Star Trek has never done well in the long-term on a network. NBC cancelled TOS after one year and only kept it going because of fan pressure. They gutted it in season 3 and put it in a suicide time slot - they didn't want to keep it.
Voyager barely survived its seven years and frankly we have Jeri Ryan channeling the spirits of Emma Peel and Wilma Deering to thank for that. Ask the average joe on the street to name a character from Voyager and they'll name Seven of Nine. No one will give you the name Chakotay unless that street happens to be outside ComicCon.
And it's a miracle Enterprise lasted as long as it did, taking only the ratings into account.

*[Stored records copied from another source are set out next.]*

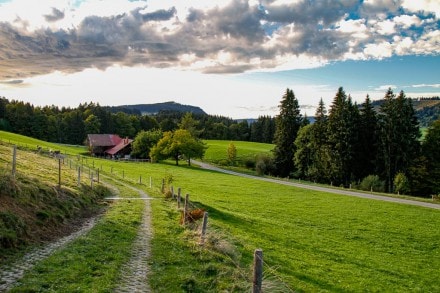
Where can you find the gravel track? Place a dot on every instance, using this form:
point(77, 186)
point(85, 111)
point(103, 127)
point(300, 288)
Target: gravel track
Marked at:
point(10, 274)
point(134, 274)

However, TNG and DS9 thrived in first-run syndication. We didn't have people worrying week after week about ratings numbers. No one cared if American Idol was up against it. And funnily enough TNG (not so much DS9) really entered the public consciousness in a way Voyager and Enterprise never did. All through syndication.
Network TV is in my opinion in its last decade of viability. We're seeing the cracks starting to show in the hull with NBC's meltdown. Two networks have already collapsed and needed to merge in order to survive.
If you're going to insist on trying to get Trek back on TV, in my opinion interests would be better served in focusing on either cable outlets like Syfy (lots of people hate Syfy but they did give us the new BSG) or channels like AMC. First-run syndication is pretty much dead except for a few oddballs like Legend of the Seeker (which gets shown at 2 AM on the channels I receive where I am). But cable is thriving and that's where Trek should go if it comes back.
Budgets aren't an issue. Doctor Who lasted for years on a $1.98 budget and even today its budget is less than most US shows yet it manages to come up with cinema-quality stuff most weeks.
The ideas are great, but IMO approaching Les Moonves with it is the same as someone trying to approach Michael Grade about doing Doctor Who. DW would never have come back under Grade, and likewise I do not believe Trek (even with the movie being a big hit) has a friend - in terms of viability as a TV series - in Moonves. Not everything has to be produced for CW or CBS, just as not everything made by Fox has to go on, well, Fox.